Obj.elementByClass = function(element, cl) {
   var elementChildren = element.children,
       elementChildrenLength = elementChildren.length;

   for(var num=0; num<elementChildrenLength; num++) {
      if(elementChildren[num].className && elementChildren[num].className.indexOf("cl") > -1) {
         return elementChildren[num];
      }
      else if(elementChildren[num].children.length !=0) {
         return Obj.elementByClass(elementChildren[num], cl);
      }
   }
};

Please don't advice jquery or other libraries, I would like to understand why it stops when it reaches the element without children.

Thanks!

Upvotes: 2

Views: 183

Answers (5)

Arnaud Le Blanc
Arnaud Le Blanc

Reputation: 99921

Non Element nodes (e.g. text nodes) do not have a childNodes property, so trying to read .children.length on them throws an error, which aborts the execution.

You have to verify that the node is an Element:

for(var num=0; num<elementChildrenLength; num++) {
    if (elementChildren[num].nodeType !== 1) {
        continue;
    }
    ...

Or just check that the node has a childNodes property before accessing it:

else if(elementChildren[num].children && elementChildren[num].children.length !=0) {

Upvotes: 1

KooiInc
KooiInc

Reputation: 122906

As far as I can see, you are searching for the first child of the body element with className 'message'. May I suggest this alternative?

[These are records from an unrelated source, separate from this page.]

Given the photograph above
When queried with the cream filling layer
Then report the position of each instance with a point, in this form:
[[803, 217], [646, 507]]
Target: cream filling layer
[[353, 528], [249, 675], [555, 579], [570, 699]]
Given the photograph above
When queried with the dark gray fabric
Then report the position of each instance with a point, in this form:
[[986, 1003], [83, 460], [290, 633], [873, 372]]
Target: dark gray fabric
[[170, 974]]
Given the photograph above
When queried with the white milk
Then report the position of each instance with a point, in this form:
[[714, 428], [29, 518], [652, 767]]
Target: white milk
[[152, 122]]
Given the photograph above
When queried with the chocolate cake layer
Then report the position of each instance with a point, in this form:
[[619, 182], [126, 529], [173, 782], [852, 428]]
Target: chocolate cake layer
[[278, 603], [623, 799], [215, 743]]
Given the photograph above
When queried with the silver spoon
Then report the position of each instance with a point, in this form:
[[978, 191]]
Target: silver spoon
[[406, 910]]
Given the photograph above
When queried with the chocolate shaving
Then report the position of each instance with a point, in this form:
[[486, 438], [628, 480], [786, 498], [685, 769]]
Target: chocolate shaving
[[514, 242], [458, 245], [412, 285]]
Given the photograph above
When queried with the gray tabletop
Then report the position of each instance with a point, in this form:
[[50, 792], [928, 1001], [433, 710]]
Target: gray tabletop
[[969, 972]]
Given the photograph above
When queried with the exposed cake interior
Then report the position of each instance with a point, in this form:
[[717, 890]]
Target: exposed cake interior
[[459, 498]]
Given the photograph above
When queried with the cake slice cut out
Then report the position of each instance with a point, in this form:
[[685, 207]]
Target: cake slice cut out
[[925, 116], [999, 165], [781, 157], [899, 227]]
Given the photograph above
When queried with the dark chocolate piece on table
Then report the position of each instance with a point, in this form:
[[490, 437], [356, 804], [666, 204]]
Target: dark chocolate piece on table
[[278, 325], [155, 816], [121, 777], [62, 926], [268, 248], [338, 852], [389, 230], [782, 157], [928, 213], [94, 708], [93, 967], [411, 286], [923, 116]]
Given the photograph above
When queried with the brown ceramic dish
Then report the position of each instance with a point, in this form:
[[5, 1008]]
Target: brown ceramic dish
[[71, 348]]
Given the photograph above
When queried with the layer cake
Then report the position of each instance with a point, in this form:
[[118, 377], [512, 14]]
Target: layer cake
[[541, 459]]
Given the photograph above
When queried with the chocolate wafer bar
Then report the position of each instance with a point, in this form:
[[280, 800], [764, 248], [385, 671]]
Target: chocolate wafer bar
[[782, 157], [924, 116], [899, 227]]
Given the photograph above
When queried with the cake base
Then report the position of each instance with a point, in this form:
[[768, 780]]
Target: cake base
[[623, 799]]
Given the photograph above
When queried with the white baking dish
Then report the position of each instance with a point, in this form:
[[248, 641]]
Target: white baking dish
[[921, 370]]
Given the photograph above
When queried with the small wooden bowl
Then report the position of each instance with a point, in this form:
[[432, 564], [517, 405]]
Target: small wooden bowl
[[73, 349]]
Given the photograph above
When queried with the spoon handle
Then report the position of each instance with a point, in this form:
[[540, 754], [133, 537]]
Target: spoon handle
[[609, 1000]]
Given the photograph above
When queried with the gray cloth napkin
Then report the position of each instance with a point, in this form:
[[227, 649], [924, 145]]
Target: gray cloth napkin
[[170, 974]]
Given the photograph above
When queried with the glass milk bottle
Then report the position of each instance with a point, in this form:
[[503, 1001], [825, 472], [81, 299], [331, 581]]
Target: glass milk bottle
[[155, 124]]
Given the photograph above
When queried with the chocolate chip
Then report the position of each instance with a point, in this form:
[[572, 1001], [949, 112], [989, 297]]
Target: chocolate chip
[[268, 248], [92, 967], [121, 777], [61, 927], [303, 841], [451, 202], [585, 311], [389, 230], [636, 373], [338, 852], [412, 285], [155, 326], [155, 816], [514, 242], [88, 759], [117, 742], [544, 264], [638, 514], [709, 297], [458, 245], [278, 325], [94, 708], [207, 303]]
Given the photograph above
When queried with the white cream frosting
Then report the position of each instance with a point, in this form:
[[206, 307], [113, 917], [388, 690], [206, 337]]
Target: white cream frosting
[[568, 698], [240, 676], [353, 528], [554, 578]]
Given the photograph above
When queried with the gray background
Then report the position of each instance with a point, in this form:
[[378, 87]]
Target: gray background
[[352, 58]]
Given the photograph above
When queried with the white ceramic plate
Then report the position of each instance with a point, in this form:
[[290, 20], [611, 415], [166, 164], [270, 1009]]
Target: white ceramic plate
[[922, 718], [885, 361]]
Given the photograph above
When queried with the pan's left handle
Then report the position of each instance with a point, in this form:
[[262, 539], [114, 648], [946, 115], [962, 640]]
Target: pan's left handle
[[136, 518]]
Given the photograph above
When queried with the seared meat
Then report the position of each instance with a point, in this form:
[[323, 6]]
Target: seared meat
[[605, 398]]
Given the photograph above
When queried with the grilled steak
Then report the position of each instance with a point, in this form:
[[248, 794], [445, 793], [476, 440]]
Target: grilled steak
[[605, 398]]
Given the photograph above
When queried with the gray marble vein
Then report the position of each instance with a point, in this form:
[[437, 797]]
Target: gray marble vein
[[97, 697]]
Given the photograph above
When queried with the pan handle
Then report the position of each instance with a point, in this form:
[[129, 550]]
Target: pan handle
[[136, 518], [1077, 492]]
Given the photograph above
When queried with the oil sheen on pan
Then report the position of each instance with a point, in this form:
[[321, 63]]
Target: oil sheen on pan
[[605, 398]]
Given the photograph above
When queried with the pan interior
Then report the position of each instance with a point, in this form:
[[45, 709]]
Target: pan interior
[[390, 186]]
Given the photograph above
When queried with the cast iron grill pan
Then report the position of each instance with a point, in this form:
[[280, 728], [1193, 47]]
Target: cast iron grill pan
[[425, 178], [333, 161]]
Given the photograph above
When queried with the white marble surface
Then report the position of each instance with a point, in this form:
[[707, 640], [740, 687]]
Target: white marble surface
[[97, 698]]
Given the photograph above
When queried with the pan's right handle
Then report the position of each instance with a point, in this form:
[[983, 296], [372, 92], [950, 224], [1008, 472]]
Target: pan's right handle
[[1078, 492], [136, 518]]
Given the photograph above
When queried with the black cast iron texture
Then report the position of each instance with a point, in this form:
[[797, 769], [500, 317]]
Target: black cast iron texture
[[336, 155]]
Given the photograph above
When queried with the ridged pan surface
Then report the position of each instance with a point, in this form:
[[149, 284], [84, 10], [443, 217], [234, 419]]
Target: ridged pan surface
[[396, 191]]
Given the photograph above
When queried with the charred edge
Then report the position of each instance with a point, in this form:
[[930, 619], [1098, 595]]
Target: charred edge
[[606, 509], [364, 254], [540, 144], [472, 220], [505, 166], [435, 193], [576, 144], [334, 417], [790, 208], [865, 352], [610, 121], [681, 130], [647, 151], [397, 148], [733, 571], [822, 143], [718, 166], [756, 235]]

document.querySelector('body .message')

The function returns undefined because the first condition AND else if(elementChildren[num].children.length !=0) both are not true. So, nothing to do, exit, nothing returned.

Upvotes: 1

Mitya
Mitya

Reputation: 34556

Obj.elementByClass = function(element, cl) {
   for(var i=0, len = element.children.length; i<len; i++) {
    if (element.children[i].className && new RegExp('\\b'+cl+'\\b').test(element.children[i].className))
       return element.children[i];
    else if(element.children[i].children.length)
       return Obj.elementByClass(element.children[i], cl);
   }
};

A couple of points:

  • you were calling the function before it was defined (and, since this is not a hoisted function, that would error)
  • the test for the class is now tighter, because it now disallows the class name found in other classnames that share the same word (the check is now done with REGEXP, using word bounaries)
  • your indexOf() was looking explicitly for the string "cl", where I think you meant the argument cl
  • I cut it down a bit for readability
  • as the code is currently, you return only the first matching node, not all of them

Upvotes: 1

Jimmery
Jimmery

Reputation: 10139

if elementChildrenLength is equal to zero then the entire for loop block will not execute.

best way to avoid this is to wrap the for loop block with something along the lines of:

if(elementChildrenLength==0){
    return 0;
}else{
   for(var num=0; num<elementChildrenLength; num++) {
       //for loop block here
   }
}

Upvotes: 1

Anthony Grist
Anthony Grist

Reputation: 38345

Because the for loop never executes when the element doesn't have children, due to both num and elementChildrenLength being 0 and the condition num<elementChildrenLength never being true.